COLUMBIA — A Senate committee voted Tuesday to require all patrol officers in South Carolina to wear body cameras, but a House panel wants a trial run first because of the cost and privacy concerns.
Lawmakers have pushed cameras to the top of their priorities this session after the shooting April 4 of Walter Scott, an unarmed black man, by a white North Charleston police officer accused of murder because of a passerby’s cellphone video of the killing.
Under the Senate bill, the state would establish a fund to help pay for the cameras — although how the cost would be split with municipalities and local law enforcement agencies hasn’t been determined. The price tag for equipping every officer in the state with a body camera is estimated at $30 million, not including annual storage and maintenance costs.
Funding for the cameras will be decided as part of upcoming budget discussions, said Sen. Brad Hutto, D-Orangeburg, adding the state isn’t likely to cover the full cost of equipping every cop.
For a bill to pass this year, the Senate would need to approve a measure by May 1, said Judiciary Chairman Larry Martin, R-Pickens.
Questions remain, though, about protecting the privacy of people who are not accused of crimes, witnesses and others who might be recorded by the cameras, which officers should wear them and when they should be turned on.
The Senate and House proposals leave answering many of the questions to the state’s Law Enforcement Training Council, which would set guidelines for how departments should use cameras and give the final approval on their policies. The House Judiciary Committee opted for a six-month trial run in six cities and three counties.
The training council would then come up with recommendations and suggestions for implementing statewide policies.

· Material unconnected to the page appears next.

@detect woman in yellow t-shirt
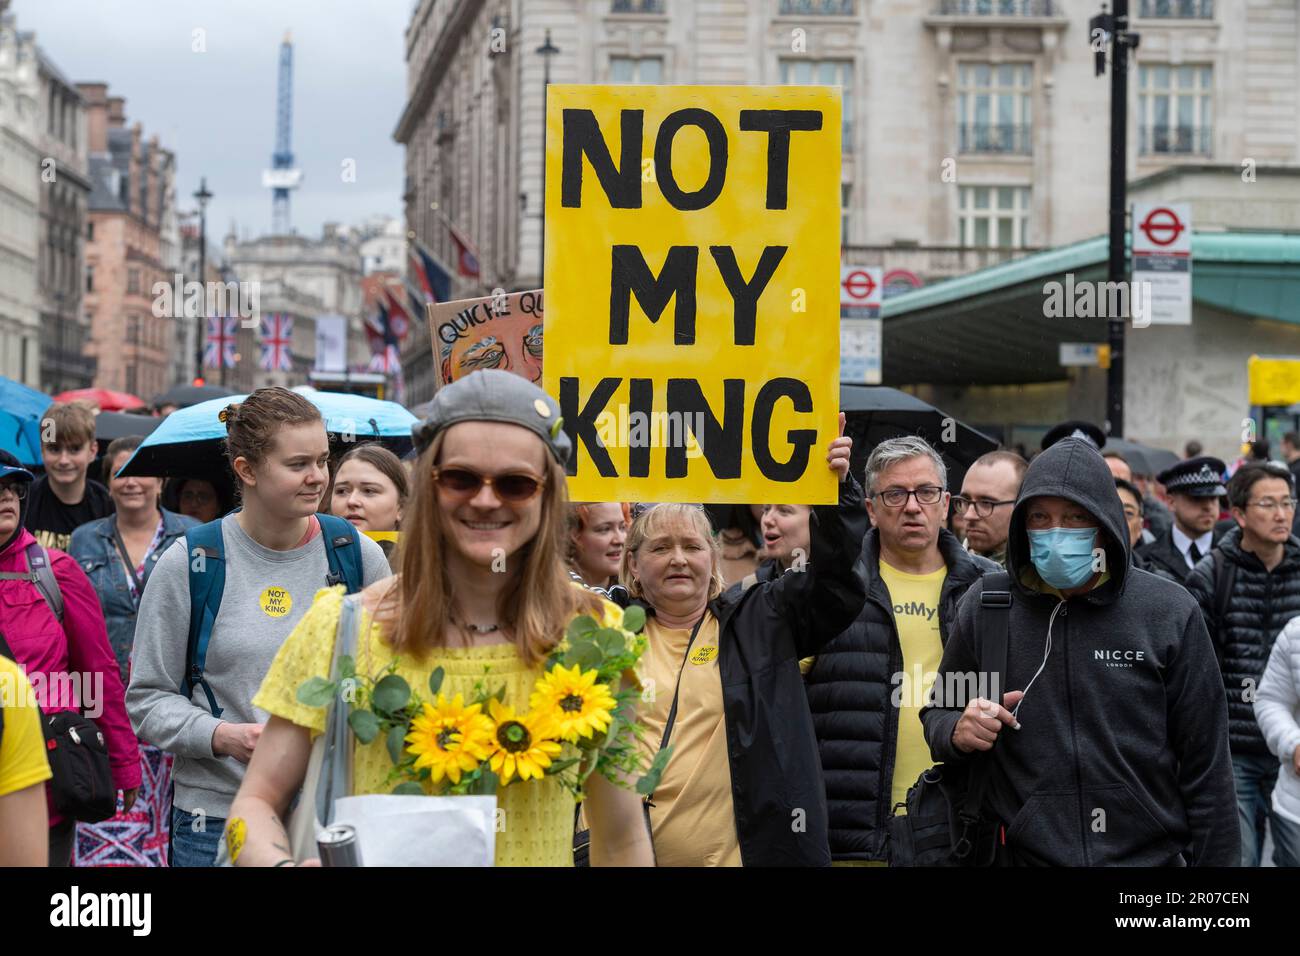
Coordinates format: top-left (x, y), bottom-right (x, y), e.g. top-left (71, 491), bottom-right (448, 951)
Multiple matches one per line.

Despite the Senate committee’s unanimous vote Tuesday, supporters say they expect the measure will face changes on the Senate floor as more senators wrangle with the questions cameras pose.
“There certainly is a consequence when all parts of our life is recorded,” said Sen. Shane Massey, R-Edgefield.
As it’s written now, recordings wouldn’t be subject to open-records laws if they are taken in a “private place,” such as a home, Hutto said.
That also remains a top concern for law enforcement advocates. The South Carolina Press Association, which represents The Post and Courier and other media outlets, has said the existing open records laws address many law enforcement concerns.
“If an officer has to come into my home and take a statement from me, I’m a witness ... I don’t want my house and my belongings to be subject to FOIA,” said Jarrod Bruder, executive director of the South Carolina Sheriffs’ Association. “They shouldn’t be on YouTube for the whole world to see.”
The proposals were filed in the Legislature months ago, but hadn’t been taken up by anything but subcommittees when Scott was shot to death after being pulled over for a broken taillight by patrol officer Michael Slager, who has since been fired and arrested.
The shooting prompted calls by black lawmakers and rights activists to take up and pass the bills as quickly as possible.
“But for the shooting, I do not believe we would be where we are today,” said Sen. Marlon Kimpson, D-Charleston. “If we can get this done, this will underscore that Mr. Scott, in addition to all the other things that have come out of this, did not die in vain.”